The Depression-era economist and political scientist, Joseph Schumpeter (1883-1950), worried about the stagnation of capitalism and globalization long before globalization was a thing (and he wondered whether capitalism would even survive). The term “creative destruction” that Schumpeter championed was a way to describe a process in which the old ways of doing things are destroyed and replaced by new, better ways. This idea is especially pertinent for today’s pandemic-era economic and socio-political climate: we know things must and will change, perhaps drastically, but no one knows how it will shake out. And how we handle the changes ahead will make all the difference.
Schumpeter posited that the disruption of existing industries would pave the way for innovation and new players. A staunch defender of capitalism, he maintained that it can only be understood as an evolutionary process of continuous innovation and “creative destruction.” That revolutionary idea has been accepted by many modern thinkers, but the pandemic is putting creative destruction and what comes out on the other side into sharp focus and urgency.
Capitalism he wrote, “is by nature a form or method of economic change and not only never is but never can be stationary.” The problem he saw was that the success of capitalism would lead to a form of corporatism featuring values hostile to entrepreneurial capitalism. Does this sound familiar? Looking at today’s emerging version of capitalism and multinational corporation dominance of markets it is very familiar. Schumpeter also worried that this process would hinder entrepreneurship.
Schumpeter’s classic Capitalism, Socialism, and Democracy is more than a dire judgment of capitalism’s future. It is also a defense of capitalism because capitalism sparks entrepreneurship. Schumpeter was among the first to lay out a clear concept of entrepreneurship by identifying the distinction between an inventor’s inventions and an entrepreneur’s innovations. He noted that entrepreneurs innovate not just by figuring out how to use inventions, but also by introducing new means of production, new products, and new forms of organization. These innovations, he argued, take just as much skill and daring as does the process of invention.
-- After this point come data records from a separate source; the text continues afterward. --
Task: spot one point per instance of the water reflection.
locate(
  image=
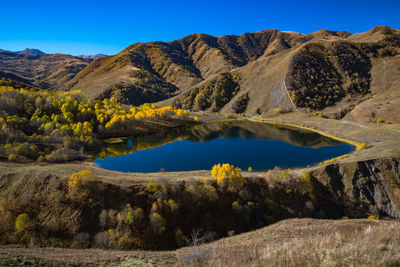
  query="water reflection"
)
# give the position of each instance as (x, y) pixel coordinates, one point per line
(242, 143)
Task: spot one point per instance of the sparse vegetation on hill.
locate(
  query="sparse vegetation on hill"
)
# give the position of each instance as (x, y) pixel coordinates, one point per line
(84, 211)
(214, 94)
(321, 75)
(57, 127)
(149, 88)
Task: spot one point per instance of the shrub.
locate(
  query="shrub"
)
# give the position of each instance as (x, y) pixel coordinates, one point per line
(22, 221)
(12, 157)
(158, 222)
(227, 175)
(172, 205)
(361, 146)
(152, 186)
(80, 178)
(241, 103)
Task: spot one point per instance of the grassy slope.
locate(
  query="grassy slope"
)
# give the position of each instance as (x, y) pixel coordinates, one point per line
(44, 71)
(327, 242)
(294, 242)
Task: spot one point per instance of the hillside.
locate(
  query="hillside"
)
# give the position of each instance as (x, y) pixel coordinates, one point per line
(293, 242)
(46, 71)
(332, 74)
(177, 66)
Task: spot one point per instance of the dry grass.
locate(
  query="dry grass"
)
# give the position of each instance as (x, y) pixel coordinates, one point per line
(309, 243)
(294, 242)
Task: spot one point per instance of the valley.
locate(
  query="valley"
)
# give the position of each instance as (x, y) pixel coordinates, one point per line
(58, 113)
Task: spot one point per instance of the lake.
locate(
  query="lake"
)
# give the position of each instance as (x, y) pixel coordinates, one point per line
(241, 143)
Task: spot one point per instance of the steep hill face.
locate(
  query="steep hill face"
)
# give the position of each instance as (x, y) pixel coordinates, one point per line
(180, 64)
(332, 74)
(328, 73)
(47, 71)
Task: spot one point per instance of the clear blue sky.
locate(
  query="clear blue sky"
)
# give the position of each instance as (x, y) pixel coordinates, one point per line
(90, 27)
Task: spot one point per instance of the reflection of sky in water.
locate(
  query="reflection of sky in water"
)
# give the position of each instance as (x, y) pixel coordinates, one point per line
(259, 152)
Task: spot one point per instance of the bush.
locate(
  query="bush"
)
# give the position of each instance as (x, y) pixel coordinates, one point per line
(241, 103)
(152, 186)
(158, 222)
(22, 221)
(227, 175)
(78, 179)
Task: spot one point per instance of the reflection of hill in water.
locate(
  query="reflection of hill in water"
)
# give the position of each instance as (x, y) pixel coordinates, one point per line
(208, 132)
(248, 129)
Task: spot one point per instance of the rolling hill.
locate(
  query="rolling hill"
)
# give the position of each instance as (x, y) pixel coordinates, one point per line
(331, 74)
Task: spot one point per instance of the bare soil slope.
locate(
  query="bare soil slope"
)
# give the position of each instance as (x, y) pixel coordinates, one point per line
(44, 71)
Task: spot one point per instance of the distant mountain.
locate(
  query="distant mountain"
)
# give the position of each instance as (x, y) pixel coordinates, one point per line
(331, 73)
(30, 51)
(92, 57)
(46, 71)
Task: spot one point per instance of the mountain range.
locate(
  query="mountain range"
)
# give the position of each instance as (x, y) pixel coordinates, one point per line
(333, 74)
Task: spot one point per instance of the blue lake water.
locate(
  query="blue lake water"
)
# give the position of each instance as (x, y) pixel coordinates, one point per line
(243, 144)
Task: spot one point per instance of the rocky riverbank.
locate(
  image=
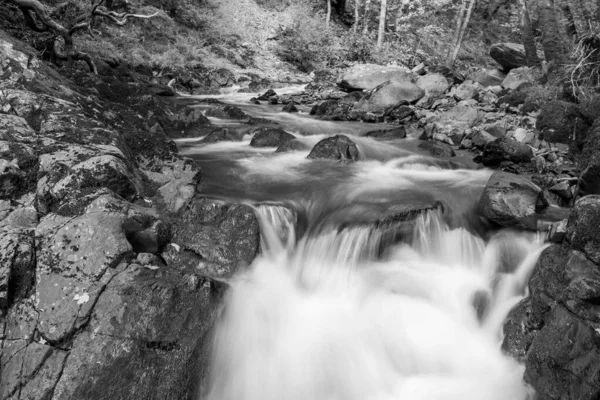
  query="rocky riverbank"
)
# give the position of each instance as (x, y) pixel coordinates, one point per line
(112, 262)
(107, 254)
Innovation by the entrepreneur, he continued, leads to creative destruction as innovations cause old inventories, ideas, technologies, skills, and equipment to become obsolete. The question is not “how capitalism administers existing structures,” he wrote, “… [but] how it creates and destroys them.” This creative destruction, he believed, causes continuous progress and improves the standards of living for everyone.
The debate about how best to foster an innovative climate of collaboration continues to the present day. Innovation and continuous improvement are buzzwords in the outsourcing industry but creating a framework for actually making them happen is why I think the Vested sourcing business model is positioned to take on that challenge.
I appreciate the challenge and the tension implied in the concept of creative destruction. It’s disquieting but also encouraging that 80 years after Schumpeter used the term it is needed now more than ever with the Vested model and tools of collaboration, trust, innovation, continuous improvement, and sharing value to achieve the win-win guiding the way.